Falls man ein paar billige Lautsprecher sucht, Piega Master One, gibts für läppische 36000€ aufwärts. 

Sitzen wird man nicht auf einem Ikea-Stuhl, sondern auf diesem waschechten Schnäppchen:
https://geizhals.de/aeris-3dee-comfortplus-mikrofaser-buerostuhl-a1305212.html?hloc=de Nichtmal 1000€

Ein optisches Laufwerk muss auch dabei sein: 
https://geizhals.de/lg-electronics-uh12ns30-schwarz-a1094448.html?hloc=de ~800 Eier.


----------



## Incredible Alk (11. September 2015)

Das Soundequipment haben wir bereits (durch weit hochwertigeres) ergänzt. Bei Bowers & Wilkins (und vergleichbaren) kannste ohne Probleme einige 10K hängen lassen.

Der Stuhl... da kann man nochwas machen da stimmt und ein optisches Laufwerk geht auch noch.


Was noch gänzlich fehlt ist professionelle Software... da sind auch immer viele Kiloeuros drinne. 

Wenn wirklich alles in der Liste ist was hier im Thread aufgetaucht ist sind wir ja schon bei überm Daumen ner Viertel Million.


----------



## RyzA (11. September 2015)

Jetzt haut ihr aber ganz schön auf die Kacke!


----------



## Leob12 (11. September 2015)

Haben wir die Lüfter schon? 
Ein Sammlerstück für läppische 600€ 
https://geizhals.de/be-quiet-dark-wings-dw1-140mm-bl017-a682774.html?hloc=de


----------



## Incredible Alk (11. September 2015)

Ich bin ja froh dass du den Thread in der RuKa eröffnet hast sonst hätte man ihn schon lange dicht machen müssen wegen Sinnfreiheit.
Aber so... kann man sich mal auslassen 

@Leob12: Ok, der ist ja nur teuer weil er nicht mehr produziert wird, nicht weil er das Geld in irgend einer Form wert wäre.

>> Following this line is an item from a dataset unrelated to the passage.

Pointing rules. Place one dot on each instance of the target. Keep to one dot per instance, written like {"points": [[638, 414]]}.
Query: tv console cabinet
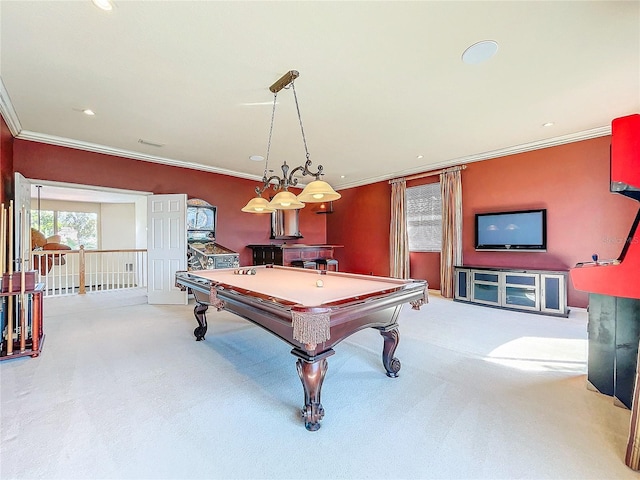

Aber was Lüfter angeht - in den GIGANT-Radi gehen doch zig Lüfter rein, da sind auch noch 20€ pro Stück drin.^^


----------



## Leob12 (11. September 2015)

Deswegen sage ich ja "Sammlerstück". Anscheinend sind Lüfter wie guter Wein, je älter sie werden, desto teurer xD Ich lehne mich mal etwas aus dem Fenster und sage das einige Dinge die bisher genannt wurden das Geld nicht ganz wert sind. Für so einen PC sind 20€ Lüfter die man in jedem Laden bekommt doch lächerlich 

Auch wieder so ein Sammlerstück: 
https://geizhals.de/cooler-master-cm-storm-power-rx-sgs-8000-krsl1-a885504.html?hloc=de
730€


----------



## Voodoo2 (12. September 2015)

Leob12 schrieb:


> Deswegen sage ich ja "Sammlerstück". Anscheinend sind Lüfter wie guter Wein, je älter sie werden, desto teurer xD Ich lehne mich mal etwas aus dem Fenster und sage das einige Dinge die bisher genannt wurden das Geld nicht ganz wert sind. Für so einen PC sind 20€ Lüfter die man in jedem Laden bekommt doch lächerlich
> 
> Auch wieder so ein Sammlerstück:
> https://geizhals.de/cooler-master-cm-storm-power-rx-sgs-8000-krsl1-a885504.html?hloc=de
> 730€



geil laut bild sogar wasser abweisend


----------



## Quat (12. September 2015)

Den RAM kannst gegen den hier tauschen. Würde sogar Sinn machen.
Natürlich 16 Stück davon.
Samsung LRDIMM 32GB, DDR4-2133, CL15-15-15, ECC (M386A4G40DM0-CPB00) Preisvergleich | Geizhals Deutschland

Gleiches Board mit doppelt Speicher, wennschon dennschon!
ASUS Z10PE-D16 WS (90SB04L0-M0EAY0) Preisvergleich | Geizhals Deutschland


----------



## RyzA (12. September 2015)

Das Board hat nur 3Way SLI.


----------